さらに前回はパイの底が少し湿っぽくなった反省を踏まえ、

底に炒めたまねぎ半量を敷いてから春雨、さらに炒めたまねぎ、

鮭、茹で卵と、重ねる順番を改善、定番は常に進化するのだ(笑)。

このサーモンパイがめっぽう美味しい。

冷えたカヴァがすすむことすすむこと。

パイと鮭と炒めたまねぎと茹で卵と春雨の五重奏。

サンクトペテルブルクの劇場で(行ったことないけれど・笑)

チャイコフスキーの交響曲を堪能しているような

そんな贅沢な気分になってくる。

「やっぱ、ロシア風サーモンパイ、最高」

と自画自賛する妻に同意しながら、夫がふと呟いた。

「でも・・・なんで・・・春雨?」。

確かに・・・ロシア料理に・・・なんで春雨?

「・・・えっと、ピロシキにも、ほら春雨入れるじゃない?」と

答えにならない類似例で誤魔化してみたものの、

ほんとだよ。
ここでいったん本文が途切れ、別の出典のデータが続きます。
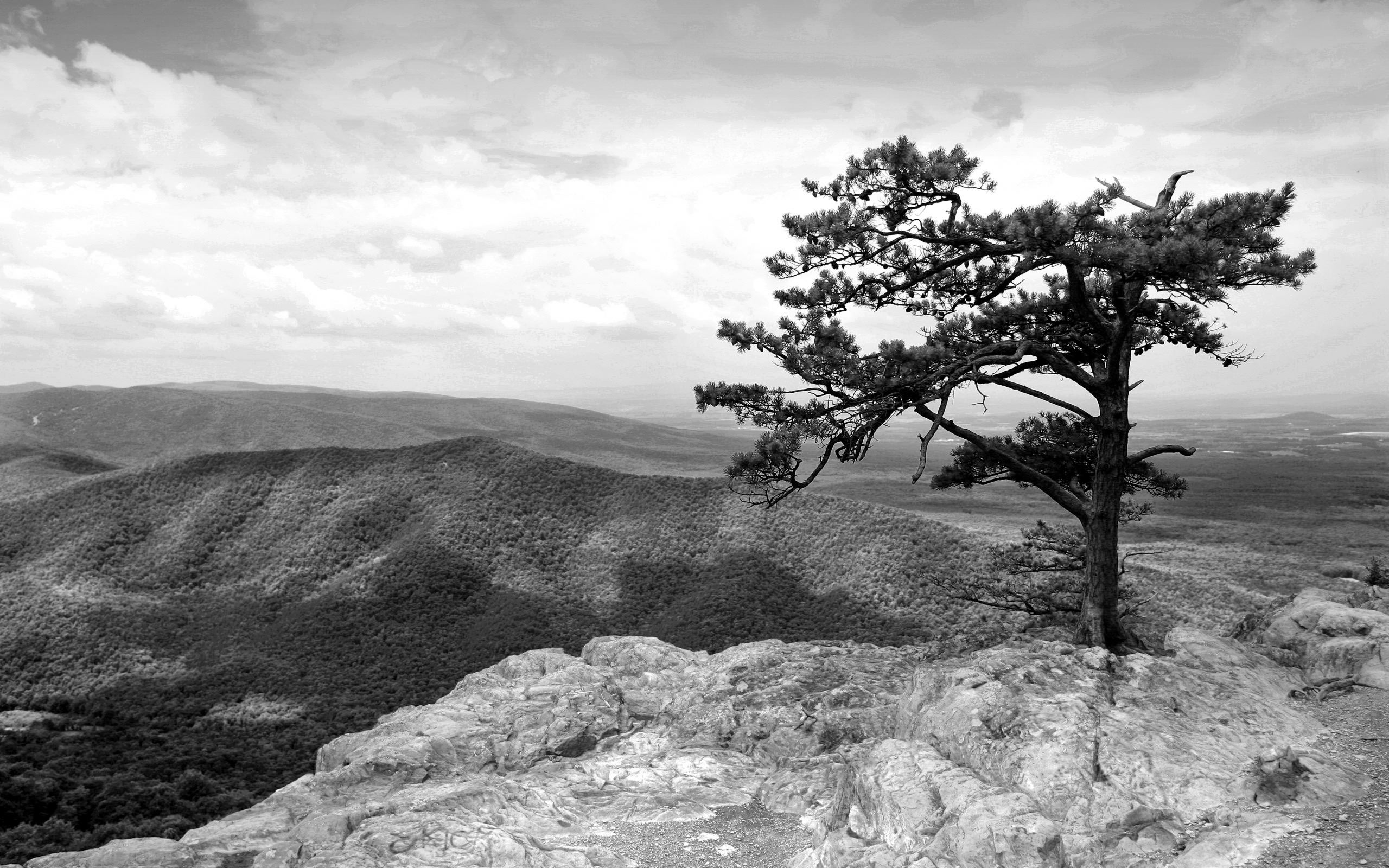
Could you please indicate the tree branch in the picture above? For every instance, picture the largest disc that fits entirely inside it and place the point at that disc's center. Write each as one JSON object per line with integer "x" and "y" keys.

何で、春雨?

サーモンパイの正式名称は「クリビャーカ」。

ロシアの伝統的なおもてなし料理のひとつで

「クリビャーカ」とは古代スラブ語で

「もむ、ねじる、たたむ」という意味の言葉から派生した名前。

パイ生地などでサーモンをはじめ、ひき肉、鶏肉などを中心に

炒めたたまねぎやキノコ、茹で卵にご飯など詰めて焼いたもの。

う~ん・・・ロシアでは春雨、使ってない?

しかし日本でのサーモンパイレシピは大体春雨入り。

子供の頃からパン屋さんで売っていたピロシキにも春雨が入っていた。

う~ん・・・世界地図が思い浮かんできた・・・中露国境・・・?

そうだよ、ロシアと中国北部はお隣同士ではないですか。

寒い寒いハルピンあたりでクリビャーカに春雨に使っても不思議はない、よね。

で、その春雨入りのパイやピロシキが日本に伝わった・・・のかも。

知られざる春雨ロードがあったのかもしれない、なんて

美味しい妄想を膨らませてしまう。

そういえばロシア紅茶。

熱い紅茶にジャムを入れるのがロシアンティーとされていますが、

当のロシアでは紅茶にジャムを入れる習慣はないと聞きます。

紅茶にジャムを添えることはあっても

スプーンで別に味わうのであって紅茶には入れない、らしい。

これもまた寒い国から日本に伝わる過程で

美味しい勘違いがあったのかもしれません、ね。

でもね、ロシア風サーモンパイに春雨はマスト。

鮭や炒めたまねぎなど材料の美味しさを一心に吸い取った春雨は絶品、

春雨独特のプニプニした食感がまた絶妙なアクセントにもなっている。

モスクワやサンクトペテルブルグでは出会わないかもしれないけれど、

ロシア「風」サーモンパイはわが家の永久欠番ご馳走のひとつ。

そうだ、勘違いは、美味しい。

(写真は)

わが家の冬のご馳走定番。

「ロシア風サーモンパイ」。

今回は星形で飾ってみましたが、

よくわからない?かな(笑)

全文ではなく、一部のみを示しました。